It’s just data

Comment spam

Don Box: To date, the few times I've wanted comments, I've pointed people over to Sam's place and let the peanut gallery operate on Sam's bandwidth dime. I think this time around I'll do it mainly because I want to experiment with some anti-troll/anti-spam ideas.

Comment spam has gone from a curiosity to an irritant to an amusement of mine.  Why an amusement?  It is fun seeing greedy spammers who can't limit themselves to two consecutive comments earn a 24 hour ban on posts from their ip address and on posts which contain the url that they are trying to pimp. This ban is later upgraded to 72 hours once I manually verify that the comments are in fact spam.

Today somebody tried to post ten times from a variety of ip addresses before they finally gave up.  The next step may be to automate the removal of the initial two comments on such attempts, making this process totally painless on my part.

The best solution I have found to date to trolls is trackback and pingback.  It is amusing to me how many people who get sanctimonious about their rights to my bandwidth go silent when I suggest that they post their comments on their weblog.

If you do implement comments, one thing I suggest is that each comment should have a permalink.  Next on my list would be feeds for, and search over, comments.

I've turned off comments at my blog, because I couldn't be bothered to implement code to sanitize them (yet). Some day I may turn them back on, but it won't be in the context of Movable Type.

One of the major reasons people use comment spam is because a page is very popular on Google. I've considered the idea that perhaps what should be done is, instead of having the comments on the SAME page as the original article, instead include a link over to some SEPARATE comments system. This could be a forum system, maybe (where the topics are auto-created by the system when you post), or even a free-for-all Wiki. The more I think about it, the Wiki actually seems best: let the readers prune out what's objectionable, because they'll see it before I do.

Anyway, I do miss the comments on my blog, but not a lot. When things are important, bloggers post about it, and get their opinions out there. There's plenty of free blogging solutions for people to use. There's really no reason why people can't have their own voice, and something more permanent and collected than a bunch of comments on various blogs.

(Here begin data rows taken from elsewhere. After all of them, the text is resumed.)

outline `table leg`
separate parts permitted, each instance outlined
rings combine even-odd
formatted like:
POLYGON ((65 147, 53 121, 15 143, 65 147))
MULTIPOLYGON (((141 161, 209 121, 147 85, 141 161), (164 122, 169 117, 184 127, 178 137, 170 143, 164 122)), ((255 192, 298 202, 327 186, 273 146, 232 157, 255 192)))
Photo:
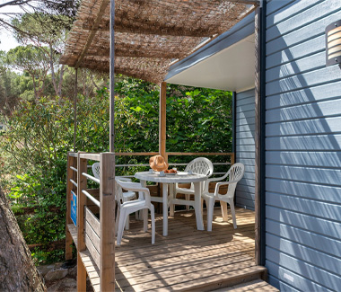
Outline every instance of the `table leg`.
MULTIPOLYGON (((147 181, 143 181, 143 180, 140 180, 140 183, 141 185, 144 187, 144 188, 146 188, 147 187, 147 181)), ((138 198, 140 198, 140 192, 138 193, 138 198)), ((142 211, 137 211, 137 218, 139 221, 142 221, 144 220, 144 216, 143 216, 143 212, 142 211)))
POLYGON ((196 211, 197 228, 204 230, 203 213, 201 212, 201 182, 194 182, 194 209, 196 211))
POLYGON ((168 184, 162 183, 163 236, 168 235, 168 184))

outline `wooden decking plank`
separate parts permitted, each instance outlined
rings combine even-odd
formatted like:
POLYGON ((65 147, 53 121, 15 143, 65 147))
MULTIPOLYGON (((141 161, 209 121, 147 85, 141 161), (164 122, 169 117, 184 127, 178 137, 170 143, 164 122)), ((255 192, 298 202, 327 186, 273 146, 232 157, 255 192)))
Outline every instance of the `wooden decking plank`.
MULTIPOLYGON (((184 262, 183 264, 172 266, 170 267, 172 269, 168 270, 152 268, 153 272, 150 271, 150 273, 144 273, 144 275, 141 273, 139 273, 140 275, 136 275, 134 273, 134 277, 126 277, 125 279, 122 279, 122 282, 125 282, 126 284, 121 283, 121 286, 129 287, 130 285, 149 283, 152 288, 154 286, 155 281, 158 280, 169 283, 171 280, 173 282, 178 281, 179 279, 182 277, 190 279, 194 274, 201 274, 202 271, 207 271, 208 270, 214 270, 221 269, 222 267, 227 269, 226 267, 228 266, 234 267, 235 265, 238 265, 240 268, 249 267, 252 264, 254 264, 252 259, 248 256, 235 256, 228 259, 215 258, 211 259, 211 261, 205 261, 204 262, 198 262, 197 261, 195 265, 188 265, 184 262)), ((211 275, 212 273, 214 273, 214 271, 211 271, 211 275)))
POLYGON ((269 286, 269 284, 260 279, 258 279, 249 282, 241 283, 228 288, 219 288, 212 292, 246 292, 253 291, 256 288, 265 288, 267 289, 267 286, 269 286))
POLYGON ((202 284, 206 284, 207 279, 213 280, 221 279, 223 277, 222 275, 224 274, 226 274, 226 278, 228 279, 236 273, 240 275, 241 270, 248 270, 248 269, 251 268, 251 265, 252 263, 246 261, 244 264, 237 262, 237 264, 221 266, 219 269, 215 269, 215 267, 211 266, 207 269, 203 269, 197 273, 191 272, 177 275, 176 277, 162 279, 160 280, 153 280, 153 282, 132 285, 132 288, 136 291, 160 290, 165 288, 171 290, 183 290, 193 287, 200 287, 202 284), (203 279, 205 279, 204 280, 203 279))
POLYGON ((77 227, 72 223, 67 225, 67 229, 72 236, 75 247, 77 248, 77 227))
MULTIPOLYGON (((169 249, 167 250, 167 252, 179 252, 180 248, 180 251, 186 251, 186 250, 193 250, 196 248, 204 248, 204 249, 211 249, 214 245, 219 246, 229 246, 232 243, 246 243, 252 245, 254 243, 254 239, 250 237, 249 235, 252 234, 252 232, 254 231, 248 231, 247 233, 244 233, 243 236, 240 235, 234 235, 231 236, 230 234, 222 234, 220 238, 214 238, 211 236, 188 236, 188 238, 179 238, 175 240, 174 243, 165 243, 164 244, 160 245, 152 245, 146 246, 144 248, 136 248, 136 250, 124 250, 124 247, 118 248, 119 252, 116 253, 117 256, 122 257, 122 260, 127 260, 129 258, 135 258, 137 255, 144 256, 153 256, 153 254, 158 254, 160 252, 162 252, 164 247, 167 246, 169 249)), ((183 234, 183 237, 185 237, 186 234, 183 234)))
POLYGON ((242 284, 233 286, 231 288, 231 291, 233 291, 233 292, 259 291, 260 292, 260 291, 279 291, 279 290, 262 279, 257 279, 254 281, 249 281, 247 283, 242 283, 242 284))
MULTIPOLYGON (((162 221, 159 217, 153 245, 150 243, 150 233, 143 232, 143 222, 131 221, 130 230, 124 232, 122 245, 116 249, 118 291, 163 291, 177 287, 195 289, 205 285, 206 280, 217 288, 217 279, 224 283, 233 279, 240 269, 248 271, 247 268, 255 265, 254 213, 239 208, 236 213, 237 229, 233 229, 232 220, 223 222, 218 217, 210 233, 197 230, 193 211, 176 213, 175 218, 169 219, 167 237, 160 234, 162 221)), ((258 278, 258 274, 251 276, 258 278)))
MULTIPOLYGON (((181 228, 179 228, 178 230, 181 230, 181 228)), ((248 227, 248 228, 239 228, 239 229, 232 229, 232 230, 224 230, 223 234, 222 234, 219 231, 210 233, 205 231, 195 231, 193 233, 188 233, 186 230, 184 232, 179 232, 177 234, 170 234, 165 238, 164 236, 160 235, 160 234, 156 234, 157 238, 155 240, 155 244, 153 244, 153 248, 157 248, 158 246, 163 246, 167 243, 171 243, 172 244, 175 244, 177 240, 179 240, 179 244, 185 245, 186 242, 192 242, 191 237, 195 236, 196 239, 198 240, 200 238, 205 238, 205 240, 209 240, 210 242, 213 242, 214 240, 222 240, 226 239, 226 237, 230 237, 231 240, 232 240, 235 236, 243 235, 243 233, 248 233, 249 237, 253 238, 254 234, 254 226, 253 227, 248 227), (251 233, 251 234, 249 234, 251 233)), ((148 234, 138 234, 136 239, 136 234, 134 234, 133 233, 129 231, 126 231, 123 237, 122 245, 117 249, 116 254, 119 254, 120 252, 126 253, 128 250, 141 250, 145 249, 151 246, 150 240, 144 241, 142 238, 139 238, 140 236, 148 236, 148 234), (134 240, 135 238, 135 240, 134 240), (135 244, 135 243, 138 243, 138 244, 135 244), (138 247, 137 247, 137 246, 138 247), (134 248, 136 246, 136 249, 134 248)), ((193 243, 193 242, 192 242, 193 243)))
POLYGON ((100 291, 100 270, 90 254, 90 252, 85 250, 80 252, 79 254, 94 291, 100 291))
POLYGON ((243 269, 239 269, 238 265, 236 270, 229 271, 228 274, 225 271, 216 272, 214 275, 205 277, 196 277, 195 279, 179 283, 171 286, 173 291, 188 290, 188 291, 212 291, 212 288, 215 285, 224 285, 225 283, 233 283, 233 280, 242 281, 249 279, 250 280, 260 278, 262 272, 267 270, 264 267, 250 266, 243 269))
MULTIPOLYGON (((161 246, 157 249, 147 249, 147 250, 142 250, 141 252, 134 252, 130 254, 124 254, 118 255, 117 261, 128 261, 133 260, 136 258, 145 258, 148 257, 148 259, 162 259, 167 257, 174 257, 180 254, 188 254, 188 253, 197 253, 197 252, 207 252, 210 250, 216 250, 216 249, 223 249, 228 248, 229 246, 243 243, 244 245, 249 244, 250 247, 254 245, 254 241, 252 239, 245 240, 244 242, 238 240, 238 241, 232 241, 223 243, 209 243, 210 244, 203 244, 201 243, 201 246, 198 247, 188 247, 186 246, 184 248, 181 248, 181 250, 179 250, 179 246, 173 247, 173 246, 167 246, 167 253, 164 252, 164 247, 161 246)), ((204 242, 204 243, 206 243, 206 242, 204 242)))
POLYGON ((244 252, 252 251, 251 247, 246 247, 246 248, 240 248, 240 247, 231 247, 230 249, 226 249, 225 251, 222 250, 215 250, 215 251, 210 251, 205 252, 200 252, 196 254, 184 254, 178 257, 170 257, 166 259, 162 260, 156 260, 156 261, 149 261, 149 259, 142 259, 141 261, 129 261, 129 262, 120 262, 118 261, 118 267, 122 268, 126 267, 127 269, 129 269, 130 270, 140 270, 144 269, 144 267, 166 267, 167 265, 173 265, 177 262, 191 262, 192 259, 195 258, 196 260, 200 259, 206 259, 208 257, 214 257, 219 254, 222 254, 225 257, 236 255, 236 254, 243 254, 244 252))
POLYGON ((153 273, 153 272, 162 272, 166 270, 173 271, 174 269, 178 269, 178 267, 181 267, 181 269, 185 269, 186 267, 192 267, 193 265, 197 264, 205 264, 206 262, 213 262, 216 260, 218 261, 222 259, 222 257, 224 257, 224 261, 238 261, 238 259, 249 259, 250 261, 253 261, 253 258, 249 256, 247 253, 243 253, 242 252, 234 253, 234 254, 227 254, 226 252, 221 252, 219 254, 218 252, 214 254, 214 256, 210 257, 200 257, 200 258, 193 258, 191 260, 186 260, 182 259, 183 261, 179 261, 179 259, 175 259, 171 262, 168 262, 165 264, 153 264, 151 262, 146 261, 144 264, 140 264, 139 269, 131 269, 132 267, 129 266, 123 266, 123 267, 118 267, 117 268, 117 279, 122 279, 122 278, 129 278, 126 275, 126 272, 131 273, 133 277, 136 277, 140 274, 147 274, 147 273, 153 273), (177 261, 178 260, 178 261, 177 261), (120 273, 122 275, 120 275, 120 273))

And here I am commenting. What a hypocrite I am. :-p

Happy Sunday!

Posted by Brad Wilson at

Have you programmed the search engines to ignore your comments with robots.txt? This is the obvious defense against comment spam. I did this on, and announced it, and the spamming stopped.

Posted by Dave Winer at

Post hoc, ergo propter hoc.  It is extremely doubtful that your announcement caused spammers to stop.  Spammers do not read weblogs, they only write to them.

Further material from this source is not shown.